Income Fund

March 31, 2021

Market Context

  • The Canadian bond market fell 5.0% in the quarter (interest less capital depreciation).
  • Bond yields rose sharply, particularly longer-term maturities, with the 10-year Government of Canada bond yield rising from 0.7% to 1.5%.
  • Canadian stocks gained 8.1%. Energy and financial stocks were areas of strength.

Portfolio Specifics

  • Investors are increasingly looking toward a post-COVID world and markets are anticipating a robust economic recovery. Indeed, growth expectations around the world are being revised sharply upwards, which paradoxically, resulted in a tough quarter for fixed income. Yields rose significantly, with bonds that have maturity dates in the 10- to 20-year range seeing the greatest yield increases (remember: when yields rise, bond prices fall). The portfolio was impacted by this, but held up better than the broad market.
  • Corporate bonds performed better than their government counterparts. This benefited the fund, as it continues to have roughly a third of its assets invested in these securities.
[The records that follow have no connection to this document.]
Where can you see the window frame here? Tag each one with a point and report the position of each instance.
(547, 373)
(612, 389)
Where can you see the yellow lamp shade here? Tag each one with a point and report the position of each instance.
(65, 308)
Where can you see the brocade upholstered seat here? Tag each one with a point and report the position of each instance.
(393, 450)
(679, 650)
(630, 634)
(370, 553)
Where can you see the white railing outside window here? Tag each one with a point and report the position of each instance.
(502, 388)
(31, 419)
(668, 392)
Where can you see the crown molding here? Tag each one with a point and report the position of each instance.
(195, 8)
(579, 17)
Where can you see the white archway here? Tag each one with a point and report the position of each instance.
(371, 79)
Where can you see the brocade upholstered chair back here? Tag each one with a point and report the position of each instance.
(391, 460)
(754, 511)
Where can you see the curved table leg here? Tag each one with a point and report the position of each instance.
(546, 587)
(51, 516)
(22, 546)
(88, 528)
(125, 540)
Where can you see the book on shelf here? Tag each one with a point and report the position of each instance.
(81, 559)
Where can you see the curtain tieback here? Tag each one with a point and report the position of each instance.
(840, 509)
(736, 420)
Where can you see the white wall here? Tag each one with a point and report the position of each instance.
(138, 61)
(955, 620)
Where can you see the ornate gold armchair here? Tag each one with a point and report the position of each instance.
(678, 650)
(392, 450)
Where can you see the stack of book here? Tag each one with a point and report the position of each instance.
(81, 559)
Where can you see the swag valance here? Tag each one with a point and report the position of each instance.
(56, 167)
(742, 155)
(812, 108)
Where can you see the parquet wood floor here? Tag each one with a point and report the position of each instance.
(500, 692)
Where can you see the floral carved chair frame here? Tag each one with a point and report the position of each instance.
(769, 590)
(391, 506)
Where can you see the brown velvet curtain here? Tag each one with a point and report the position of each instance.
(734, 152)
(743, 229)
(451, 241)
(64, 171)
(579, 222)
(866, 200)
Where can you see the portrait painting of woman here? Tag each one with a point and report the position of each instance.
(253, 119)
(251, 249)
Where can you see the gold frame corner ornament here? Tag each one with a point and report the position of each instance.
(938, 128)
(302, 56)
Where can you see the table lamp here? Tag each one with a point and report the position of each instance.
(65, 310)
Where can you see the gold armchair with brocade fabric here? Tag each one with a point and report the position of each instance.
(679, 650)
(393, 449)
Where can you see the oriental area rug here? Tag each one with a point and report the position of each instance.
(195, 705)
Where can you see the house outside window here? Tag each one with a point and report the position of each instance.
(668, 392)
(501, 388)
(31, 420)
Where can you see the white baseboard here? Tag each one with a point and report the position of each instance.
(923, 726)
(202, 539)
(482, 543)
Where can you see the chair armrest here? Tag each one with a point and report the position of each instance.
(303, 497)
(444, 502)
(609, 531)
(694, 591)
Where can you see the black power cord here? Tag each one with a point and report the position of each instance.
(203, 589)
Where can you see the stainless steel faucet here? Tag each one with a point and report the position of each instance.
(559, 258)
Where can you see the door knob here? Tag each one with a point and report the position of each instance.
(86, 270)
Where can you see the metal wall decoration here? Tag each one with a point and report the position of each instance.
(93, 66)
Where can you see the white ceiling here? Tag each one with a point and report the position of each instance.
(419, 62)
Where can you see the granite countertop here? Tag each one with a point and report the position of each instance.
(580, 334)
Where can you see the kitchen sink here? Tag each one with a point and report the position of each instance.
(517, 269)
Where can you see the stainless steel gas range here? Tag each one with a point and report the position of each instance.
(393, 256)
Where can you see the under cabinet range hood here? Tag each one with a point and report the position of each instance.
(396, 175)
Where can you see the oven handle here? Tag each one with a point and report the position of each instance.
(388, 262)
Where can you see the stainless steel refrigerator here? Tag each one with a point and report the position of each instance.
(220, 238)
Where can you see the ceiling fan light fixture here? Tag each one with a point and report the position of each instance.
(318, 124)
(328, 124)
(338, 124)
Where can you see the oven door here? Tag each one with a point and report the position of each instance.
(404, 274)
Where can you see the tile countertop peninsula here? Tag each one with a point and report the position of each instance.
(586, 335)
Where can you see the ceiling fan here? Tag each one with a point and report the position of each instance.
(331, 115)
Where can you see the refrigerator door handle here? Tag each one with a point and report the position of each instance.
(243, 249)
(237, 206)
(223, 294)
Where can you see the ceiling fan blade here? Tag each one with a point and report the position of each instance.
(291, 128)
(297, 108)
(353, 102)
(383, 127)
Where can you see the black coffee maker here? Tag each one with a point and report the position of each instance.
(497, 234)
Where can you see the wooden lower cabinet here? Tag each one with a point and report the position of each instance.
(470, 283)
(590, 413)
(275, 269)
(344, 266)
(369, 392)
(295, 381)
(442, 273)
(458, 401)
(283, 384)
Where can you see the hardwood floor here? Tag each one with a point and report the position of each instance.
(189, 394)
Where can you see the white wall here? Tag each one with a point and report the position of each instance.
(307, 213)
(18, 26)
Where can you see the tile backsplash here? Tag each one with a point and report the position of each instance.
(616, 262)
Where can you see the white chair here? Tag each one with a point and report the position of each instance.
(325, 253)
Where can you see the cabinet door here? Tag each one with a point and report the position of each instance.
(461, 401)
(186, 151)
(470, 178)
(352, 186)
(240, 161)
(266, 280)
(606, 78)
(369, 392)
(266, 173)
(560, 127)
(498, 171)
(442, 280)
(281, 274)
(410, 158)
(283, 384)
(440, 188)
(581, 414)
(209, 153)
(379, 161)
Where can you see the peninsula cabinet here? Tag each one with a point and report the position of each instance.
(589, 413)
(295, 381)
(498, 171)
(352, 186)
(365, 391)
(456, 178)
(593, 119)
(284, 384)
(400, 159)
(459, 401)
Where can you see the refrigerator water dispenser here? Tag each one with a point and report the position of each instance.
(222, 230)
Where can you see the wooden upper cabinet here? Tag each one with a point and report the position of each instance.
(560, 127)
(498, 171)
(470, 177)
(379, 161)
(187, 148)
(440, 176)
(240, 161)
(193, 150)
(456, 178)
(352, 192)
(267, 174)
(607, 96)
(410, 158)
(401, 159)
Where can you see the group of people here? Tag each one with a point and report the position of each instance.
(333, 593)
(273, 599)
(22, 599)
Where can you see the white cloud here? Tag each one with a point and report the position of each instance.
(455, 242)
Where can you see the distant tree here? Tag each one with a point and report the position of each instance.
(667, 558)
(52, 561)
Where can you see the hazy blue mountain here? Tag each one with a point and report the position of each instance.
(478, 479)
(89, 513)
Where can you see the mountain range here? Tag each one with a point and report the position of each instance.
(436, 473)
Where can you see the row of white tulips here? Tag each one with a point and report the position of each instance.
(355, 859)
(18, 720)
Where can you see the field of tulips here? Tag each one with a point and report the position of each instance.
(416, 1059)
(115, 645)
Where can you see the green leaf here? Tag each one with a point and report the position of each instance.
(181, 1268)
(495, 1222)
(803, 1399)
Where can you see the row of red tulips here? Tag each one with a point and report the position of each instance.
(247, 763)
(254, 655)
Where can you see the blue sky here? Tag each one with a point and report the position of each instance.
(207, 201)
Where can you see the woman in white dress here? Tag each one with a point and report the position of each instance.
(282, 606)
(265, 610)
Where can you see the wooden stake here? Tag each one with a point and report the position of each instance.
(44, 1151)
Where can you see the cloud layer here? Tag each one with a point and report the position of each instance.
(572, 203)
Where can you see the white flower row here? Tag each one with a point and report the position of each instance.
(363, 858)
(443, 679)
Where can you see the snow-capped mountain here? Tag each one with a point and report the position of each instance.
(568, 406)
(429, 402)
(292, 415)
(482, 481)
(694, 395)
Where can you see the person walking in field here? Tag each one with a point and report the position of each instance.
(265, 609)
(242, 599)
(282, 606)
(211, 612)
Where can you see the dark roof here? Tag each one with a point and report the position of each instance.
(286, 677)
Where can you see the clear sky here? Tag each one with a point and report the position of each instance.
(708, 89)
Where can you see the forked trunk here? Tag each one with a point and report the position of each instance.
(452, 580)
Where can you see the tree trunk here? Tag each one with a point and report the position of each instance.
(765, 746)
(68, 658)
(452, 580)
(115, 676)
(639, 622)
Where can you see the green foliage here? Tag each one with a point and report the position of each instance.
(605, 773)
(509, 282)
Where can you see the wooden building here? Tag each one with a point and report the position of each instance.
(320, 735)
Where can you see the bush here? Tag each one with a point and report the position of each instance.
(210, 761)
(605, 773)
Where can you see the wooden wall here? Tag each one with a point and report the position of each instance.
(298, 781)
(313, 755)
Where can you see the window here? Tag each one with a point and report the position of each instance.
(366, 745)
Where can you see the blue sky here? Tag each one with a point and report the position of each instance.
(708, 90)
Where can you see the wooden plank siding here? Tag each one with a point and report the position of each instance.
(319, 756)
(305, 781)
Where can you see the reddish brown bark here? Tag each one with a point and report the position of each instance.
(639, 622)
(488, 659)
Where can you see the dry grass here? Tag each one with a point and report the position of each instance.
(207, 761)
Banks and industrial bonds remain key areas of investment, and our manager (Connor, Clark & Lunn) is also finding some opportunities in more economically-cyclical sectors, notably Greater Toronto Airport Authority. Overall, businesses are in a strong position to expand and invest, and consumer spending is well supported as households have built up savings and reduced debt, thanks in part to government stimulus packages. This points to a supportive investing environment for corporate bonds.
  • High yield bonds were among the top performers in the quarter (although returns were still modestly negative). Roughly 4% of the fund is invested in this asset class. Focus remains on higher-quality issuers and those with strong liquidity.
  • The fund’s dividend stocks (29% of the portfolio) performed well, gaining 8% overall, which helped dampen the fund’s decline. Key sectors of investment include banks, real estate, industrials, telecoms and utilities. Focus remains on stocks that are proven dividend growers operating in stable growth industries. The fund avoided any dividend cuts last year (and thus far in 2021). In fact, two-thirds of our investments increased their dividend, which speaks to the quality of holdings.
  • The fund paid a distribution of $0.045/unit at the end of March.


  • CC&L feels that low interest rates and accommodative policies will remain in place for a long time, which is supportive of a healthy weighting in corporate bonds.
  • Stocks make up 29% of the fund and remain an important source of diversification and yield. The manager has a current bias towards high-quality large cap stocks.